= Measles virus encoding the human thyroidal sodium iodide symporter =

Measles virus encoding the human thyroidal sodium iodide symporter or MV-NIS is an attenuated oncolytic Edmonston (Ed) strain of measles virus.

MV-NIS will attach and fuse to host tumor cell membranes. After fusion, MV-NIS has been observed to kill the tumor cells. Due to the unique properties of iodine uptake in these cells, iodine 123 (I-123) may be used to image MV-NIS-infected tumor cells. Non-invasive imaging provides confirmation of targeted infection and allows for monitoring and visualization of treatment progression.
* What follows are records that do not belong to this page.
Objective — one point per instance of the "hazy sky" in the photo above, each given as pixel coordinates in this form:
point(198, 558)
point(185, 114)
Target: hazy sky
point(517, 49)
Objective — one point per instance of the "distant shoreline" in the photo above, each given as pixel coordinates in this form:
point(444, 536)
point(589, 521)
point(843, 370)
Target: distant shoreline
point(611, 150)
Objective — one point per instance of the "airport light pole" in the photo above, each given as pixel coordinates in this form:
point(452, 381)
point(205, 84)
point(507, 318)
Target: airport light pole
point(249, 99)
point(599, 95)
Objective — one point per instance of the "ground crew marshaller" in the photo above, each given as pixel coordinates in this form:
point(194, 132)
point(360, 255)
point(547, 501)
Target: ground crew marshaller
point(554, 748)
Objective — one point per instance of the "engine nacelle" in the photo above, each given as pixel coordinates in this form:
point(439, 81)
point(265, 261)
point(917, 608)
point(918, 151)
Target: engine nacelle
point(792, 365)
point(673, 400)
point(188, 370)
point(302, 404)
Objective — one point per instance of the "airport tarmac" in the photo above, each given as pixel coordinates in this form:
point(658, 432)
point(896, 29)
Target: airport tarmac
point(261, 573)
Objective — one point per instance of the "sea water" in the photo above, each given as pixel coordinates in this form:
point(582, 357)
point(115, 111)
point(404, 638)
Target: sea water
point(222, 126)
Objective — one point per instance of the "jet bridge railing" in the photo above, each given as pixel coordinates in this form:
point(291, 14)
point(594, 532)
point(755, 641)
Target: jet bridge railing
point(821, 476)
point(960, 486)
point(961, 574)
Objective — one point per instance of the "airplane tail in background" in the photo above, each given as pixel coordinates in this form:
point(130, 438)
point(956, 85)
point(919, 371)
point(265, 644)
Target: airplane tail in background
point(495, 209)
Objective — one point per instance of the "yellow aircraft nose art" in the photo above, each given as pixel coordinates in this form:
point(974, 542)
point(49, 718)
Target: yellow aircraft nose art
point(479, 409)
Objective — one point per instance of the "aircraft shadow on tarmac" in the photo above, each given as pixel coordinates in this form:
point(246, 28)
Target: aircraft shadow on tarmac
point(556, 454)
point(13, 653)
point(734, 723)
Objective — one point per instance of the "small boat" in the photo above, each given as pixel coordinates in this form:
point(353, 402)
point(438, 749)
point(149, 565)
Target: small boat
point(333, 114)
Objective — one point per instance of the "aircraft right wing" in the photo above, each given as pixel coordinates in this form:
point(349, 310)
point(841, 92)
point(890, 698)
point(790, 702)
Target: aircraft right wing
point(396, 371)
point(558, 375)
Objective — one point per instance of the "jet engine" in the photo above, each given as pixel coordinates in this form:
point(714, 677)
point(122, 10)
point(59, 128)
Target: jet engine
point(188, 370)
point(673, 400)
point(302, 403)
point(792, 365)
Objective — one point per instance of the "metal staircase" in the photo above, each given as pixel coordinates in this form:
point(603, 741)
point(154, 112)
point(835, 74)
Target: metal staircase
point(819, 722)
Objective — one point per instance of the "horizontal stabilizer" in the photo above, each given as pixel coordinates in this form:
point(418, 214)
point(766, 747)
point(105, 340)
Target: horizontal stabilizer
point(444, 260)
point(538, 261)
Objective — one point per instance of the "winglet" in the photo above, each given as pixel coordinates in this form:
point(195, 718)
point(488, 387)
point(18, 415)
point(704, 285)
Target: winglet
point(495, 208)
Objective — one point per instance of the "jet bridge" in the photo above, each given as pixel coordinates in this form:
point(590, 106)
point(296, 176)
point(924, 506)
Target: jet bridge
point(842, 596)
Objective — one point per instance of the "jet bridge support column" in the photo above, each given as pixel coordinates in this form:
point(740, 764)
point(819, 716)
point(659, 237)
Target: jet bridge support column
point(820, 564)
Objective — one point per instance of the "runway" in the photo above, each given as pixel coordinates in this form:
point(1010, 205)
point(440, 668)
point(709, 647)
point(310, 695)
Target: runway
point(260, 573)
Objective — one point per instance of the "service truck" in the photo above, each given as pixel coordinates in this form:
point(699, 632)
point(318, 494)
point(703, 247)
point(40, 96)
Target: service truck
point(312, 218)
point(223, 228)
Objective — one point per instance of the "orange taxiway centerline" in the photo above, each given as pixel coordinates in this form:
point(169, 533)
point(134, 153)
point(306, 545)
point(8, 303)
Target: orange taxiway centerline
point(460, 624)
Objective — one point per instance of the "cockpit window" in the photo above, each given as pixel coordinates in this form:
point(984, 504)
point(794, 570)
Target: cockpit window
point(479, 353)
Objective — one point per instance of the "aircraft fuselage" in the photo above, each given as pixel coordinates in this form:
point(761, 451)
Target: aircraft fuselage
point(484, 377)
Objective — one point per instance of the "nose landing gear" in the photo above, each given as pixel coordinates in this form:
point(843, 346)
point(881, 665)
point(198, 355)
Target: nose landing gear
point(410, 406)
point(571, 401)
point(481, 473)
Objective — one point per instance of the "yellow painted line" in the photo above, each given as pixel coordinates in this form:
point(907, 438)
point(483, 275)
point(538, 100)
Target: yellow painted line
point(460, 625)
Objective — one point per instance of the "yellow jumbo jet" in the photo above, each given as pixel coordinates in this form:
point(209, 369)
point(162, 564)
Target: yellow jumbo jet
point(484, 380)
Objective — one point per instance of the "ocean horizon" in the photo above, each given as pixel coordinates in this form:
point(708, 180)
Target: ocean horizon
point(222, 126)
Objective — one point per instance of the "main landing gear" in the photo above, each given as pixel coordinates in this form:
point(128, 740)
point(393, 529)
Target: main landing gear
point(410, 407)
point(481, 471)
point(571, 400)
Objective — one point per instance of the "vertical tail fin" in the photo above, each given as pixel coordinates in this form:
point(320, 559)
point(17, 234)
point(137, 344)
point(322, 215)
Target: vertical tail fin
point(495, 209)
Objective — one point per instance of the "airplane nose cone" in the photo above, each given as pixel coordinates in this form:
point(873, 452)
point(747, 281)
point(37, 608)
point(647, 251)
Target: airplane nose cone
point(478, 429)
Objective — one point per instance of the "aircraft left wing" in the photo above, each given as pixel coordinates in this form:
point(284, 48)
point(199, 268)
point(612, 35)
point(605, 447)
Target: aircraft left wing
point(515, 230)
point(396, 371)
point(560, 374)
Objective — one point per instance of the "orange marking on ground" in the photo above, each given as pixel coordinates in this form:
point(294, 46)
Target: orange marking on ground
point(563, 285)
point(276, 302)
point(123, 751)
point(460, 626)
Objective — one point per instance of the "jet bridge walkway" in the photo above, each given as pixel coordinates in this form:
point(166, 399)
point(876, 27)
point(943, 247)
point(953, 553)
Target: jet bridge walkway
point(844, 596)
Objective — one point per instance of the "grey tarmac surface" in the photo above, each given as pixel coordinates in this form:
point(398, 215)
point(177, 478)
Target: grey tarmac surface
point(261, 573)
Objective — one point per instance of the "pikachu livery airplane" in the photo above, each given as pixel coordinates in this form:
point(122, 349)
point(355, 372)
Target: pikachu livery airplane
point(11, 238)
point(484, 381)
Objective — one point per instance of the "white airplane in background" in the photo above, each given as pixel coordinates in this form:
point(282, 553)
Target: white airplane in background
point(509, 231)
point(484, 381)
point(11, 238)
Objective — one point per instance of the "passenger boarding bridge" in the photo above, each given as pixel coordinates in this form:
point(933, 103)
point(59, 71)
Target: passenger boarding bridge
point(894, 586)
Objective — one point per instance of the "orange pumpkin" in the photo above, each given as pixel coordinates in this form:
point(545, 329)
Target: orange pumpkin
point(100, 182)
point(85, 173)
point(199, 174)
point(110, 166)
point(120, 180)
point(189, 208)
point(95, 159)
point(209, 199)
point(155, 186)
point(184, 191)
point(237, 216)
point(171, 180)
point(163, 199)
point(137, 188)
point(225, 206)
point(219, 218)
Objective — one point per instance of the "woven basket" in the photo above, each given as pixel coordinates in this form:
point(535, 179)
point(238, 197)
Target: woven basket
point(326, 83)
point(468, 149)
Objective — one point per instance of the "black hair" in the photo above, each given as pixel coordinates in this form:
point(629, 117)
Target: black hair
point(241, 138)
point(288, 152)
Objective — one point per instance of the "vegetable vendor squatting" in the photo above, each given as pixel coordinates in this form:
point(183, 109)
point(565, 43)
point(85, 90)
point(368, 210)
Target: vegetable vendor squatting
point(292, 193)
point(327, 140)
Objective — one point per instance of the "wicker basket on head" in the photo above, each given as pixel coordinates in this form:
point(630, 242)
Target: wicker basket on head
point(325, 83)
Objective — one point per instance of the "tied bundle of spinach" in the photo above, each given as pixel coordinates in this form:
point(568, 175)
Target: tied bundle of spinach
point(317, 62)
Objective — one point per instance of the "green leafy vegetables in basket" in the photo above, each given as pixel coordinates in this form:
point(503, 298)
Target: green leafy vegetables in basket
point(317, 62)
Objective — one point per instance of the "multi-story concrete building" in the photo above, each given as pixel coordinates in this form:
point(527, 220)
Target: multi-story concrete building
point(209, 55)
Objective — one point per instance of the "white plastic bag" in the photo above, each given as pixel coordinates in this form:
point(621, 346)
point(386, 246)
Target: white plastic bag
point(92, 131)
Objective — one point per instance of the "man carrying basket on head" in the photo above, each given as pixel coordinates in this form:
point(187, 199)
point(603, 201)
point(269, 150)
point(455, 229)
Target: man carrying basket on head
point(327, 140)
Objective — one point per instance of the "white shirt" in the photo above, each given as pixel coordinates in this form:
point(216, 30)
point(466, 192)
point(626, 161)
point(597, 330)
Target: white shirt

The human CD46 antigen is known to be the functional cellular receptor for Measles virus. This type 1 integral membrane glycoprotein is a normal part of human tissue but may be overexpressed on some cancer cell types.

MV-NIS is the first targeted engineered virus therapy to have shown remission in published cancer clinical trials.

==PET/CT imaging==
A few days after infection, the host animal may be injected with radioiodine which is then selectively captured by infected cells and tumors. Detailed images may then be created showing the location of these infections and the target sites for tumor reduction monitoring.

In the mouse model, non-invasive imaging and selective uptake have assisted in evidence for selective prostate cancer treatment.

This imaging technique is an improvement over initial efforts to engineer a measles virus to carry the soluble marker human carcinoembryonic antigen (CEA). The resultant strain, MV-CEA, could only be monitored by blood test which is not specific to areas of treatment.